Lower respiratory tract (LRT) samples appropriate for viral pathogens, C. pneumoniae, M. pneumoniae, L. pneumophila, and bacterial pathogens include induced sputum, bronchial alveolar lavages, bronchial washings, protected brushes, and Combicath specimens. Studies that examined the detection of FluA(H1N1)pdm09 found that in seriously ill patients requiring intensive care, upper respiratory tract samples can be negative while LRT samples are positive [120, 123, 156, 230].

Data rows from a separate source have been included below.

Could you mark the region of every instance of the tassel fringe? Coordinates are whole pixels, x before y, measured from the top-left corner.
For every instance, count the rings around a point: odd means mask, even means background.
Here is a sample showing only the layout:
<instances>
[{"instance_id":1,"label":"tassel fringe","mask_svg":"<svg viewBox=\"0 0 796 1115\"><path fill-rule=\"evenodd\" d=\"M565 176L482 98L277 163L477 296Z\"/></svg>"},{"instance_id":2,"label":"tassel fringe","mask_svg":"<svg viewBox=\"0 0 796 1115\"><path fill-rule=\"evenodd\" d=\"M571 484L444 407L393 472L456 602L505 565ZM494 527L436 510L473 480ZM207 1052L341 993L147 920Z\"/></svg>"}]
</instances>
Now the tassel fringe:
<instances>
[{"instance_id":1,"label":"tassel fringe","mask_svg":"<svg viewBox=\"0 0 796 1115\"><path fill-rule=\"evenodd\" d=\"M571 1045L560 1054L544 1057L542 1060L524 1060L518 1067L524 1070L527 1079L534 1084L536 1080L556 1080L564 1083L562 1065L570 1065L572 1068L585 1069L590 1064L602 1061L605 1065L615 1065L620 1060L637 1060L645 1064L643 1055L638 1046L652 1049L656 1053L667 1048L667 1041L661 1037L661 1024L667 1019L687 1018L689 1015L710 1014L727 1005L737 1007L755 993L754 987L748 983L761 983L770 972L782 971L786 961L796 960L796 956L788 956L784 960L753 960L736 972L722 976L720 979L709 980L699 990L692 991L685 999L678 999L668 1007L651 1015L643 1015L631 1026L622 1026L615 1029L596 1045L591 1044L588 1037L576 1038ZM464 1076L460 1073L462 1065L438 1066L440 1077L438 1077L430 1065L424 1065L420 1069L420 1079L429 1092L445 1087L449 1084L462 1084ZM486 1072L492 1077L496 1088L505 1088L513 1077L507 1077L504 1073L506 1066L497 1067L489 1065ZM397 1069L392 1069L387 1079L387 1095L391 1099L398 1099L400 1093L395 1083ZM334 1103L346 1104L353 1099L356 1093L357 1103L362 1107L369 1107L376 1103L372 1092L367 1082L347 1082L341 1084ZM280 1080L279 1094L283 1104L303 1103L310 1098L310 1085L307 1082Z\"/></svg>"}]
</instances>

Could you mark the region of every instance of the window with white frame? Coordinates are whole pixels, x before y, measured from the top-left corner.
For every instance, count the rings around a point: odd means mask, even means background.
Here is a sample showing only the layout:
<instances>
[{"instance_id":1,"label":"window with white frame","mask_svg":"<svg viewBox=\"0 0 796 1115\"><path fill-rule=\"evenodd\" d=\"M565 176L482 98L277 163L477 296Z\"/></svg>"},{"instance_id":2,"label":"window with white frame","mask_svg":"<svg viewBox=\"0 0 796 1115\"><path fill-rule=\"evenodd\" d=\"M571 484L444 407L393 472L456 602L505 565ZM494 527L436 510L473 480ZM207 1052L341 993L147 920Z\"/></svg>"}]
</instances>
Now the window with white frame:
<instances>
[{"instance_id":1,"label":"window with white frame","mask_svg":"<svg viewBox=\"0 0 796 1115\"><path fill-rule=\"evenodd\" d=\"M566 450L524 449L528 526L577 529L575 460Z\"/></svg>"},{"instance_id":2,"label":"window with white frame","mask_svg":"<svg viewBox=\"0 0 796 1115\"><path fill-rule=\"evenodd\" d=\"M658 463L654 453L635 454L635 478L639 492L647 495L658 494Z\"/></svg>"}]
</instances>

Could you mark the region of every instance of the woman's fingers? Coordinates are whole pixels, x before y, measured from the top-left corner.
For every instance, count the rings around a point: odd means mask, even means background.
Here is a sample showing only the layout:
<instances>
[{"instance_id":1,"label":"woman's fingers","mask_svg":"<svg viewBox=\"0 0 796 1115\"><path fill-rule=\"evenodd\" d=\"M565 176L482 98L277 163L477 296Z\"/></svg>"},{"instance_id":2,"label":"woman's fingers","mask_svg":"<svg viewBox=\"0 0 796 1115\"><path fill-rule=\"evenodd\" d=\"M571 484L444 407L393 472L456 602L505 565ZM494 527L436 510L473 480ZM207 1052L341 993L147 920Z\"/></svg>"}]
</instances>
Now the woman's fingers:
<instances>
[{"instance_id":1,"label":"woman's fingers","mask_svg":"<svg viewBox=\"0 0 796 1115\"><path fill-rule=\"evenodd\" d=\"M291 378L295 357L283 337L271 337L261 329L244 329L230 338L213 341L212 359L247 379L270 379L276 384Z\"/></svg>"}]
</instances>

Additional factors that influence pathogen recovery include the time of sample collection after the onset of clinical symptoms and the age of the patient (children tend to shed higher titers of virus and for longer periods of time than adults). Therefore, for optimal detection, samples should be collected within 3 days for adults and within 5 days for children after the onset of symptoms [39, 85, 95, 120, 123]. Samples should be transported to the laboratory as soon as possible, preferentially on wet ice or refrigerated (2–8 °C) if testing will be performed within 48 h. If testing is delayed, the samples should be stored at −80 °C. Multiple freeze-thaws should be avoided as this process can decrease pathogen titers.
Nucleic Acid Extraction
Target lysis in a stabilizing matrix to prevent target degradation by deoxyribonucleases (DNases) and/or ribonucleases (RNases), followed by isolation and purification of the nucleic acids (NAs) are essential and critical steps of every NAAT. This is particularly important for respiratory samples that can be highly viscous and contain inhibitory substances and enzymes that destroy the target NAs. Some sample types may require a pretreatment with proteinase K or a similar enzyme. Highly efficient commercial NA extraction systems ensure sufficient NA recovery and the removal of inhibitory substances that could result in inefficient or no amplification of the target NAs. Presently, the majority of NA extraction systems use a chaotropic agent to lyse viral particles or bacterial cells, silica particles or a membrane to capture the released NAs, and a series of wash steps to remove inhibitory substances. NAs are generally eluted in either RNase/DNase free water or a stabilizing buffer such as EDTA-Tris. Although NA extraction can be performed manually using for example spin columns, the majority of laboratories currently use automated platforms that can extract as few as one sample at a time or more than 96 samples in microwell plate formats. Many NAATs have been FDA-cleared with specific extraction platforms or methods and laboratories should be aware that the substitution of another extraction platform or method constitutes a major change in the assay protocol. From a regulatory perspective, if the extraction procedure is modified or changed then the entire test is now considered an LDT. Laboratories must be compliant with all applicable state and federal CLIA standards, and may choose to comply with the College of American Pathologists regulations to meet state or federal regulatory requirements.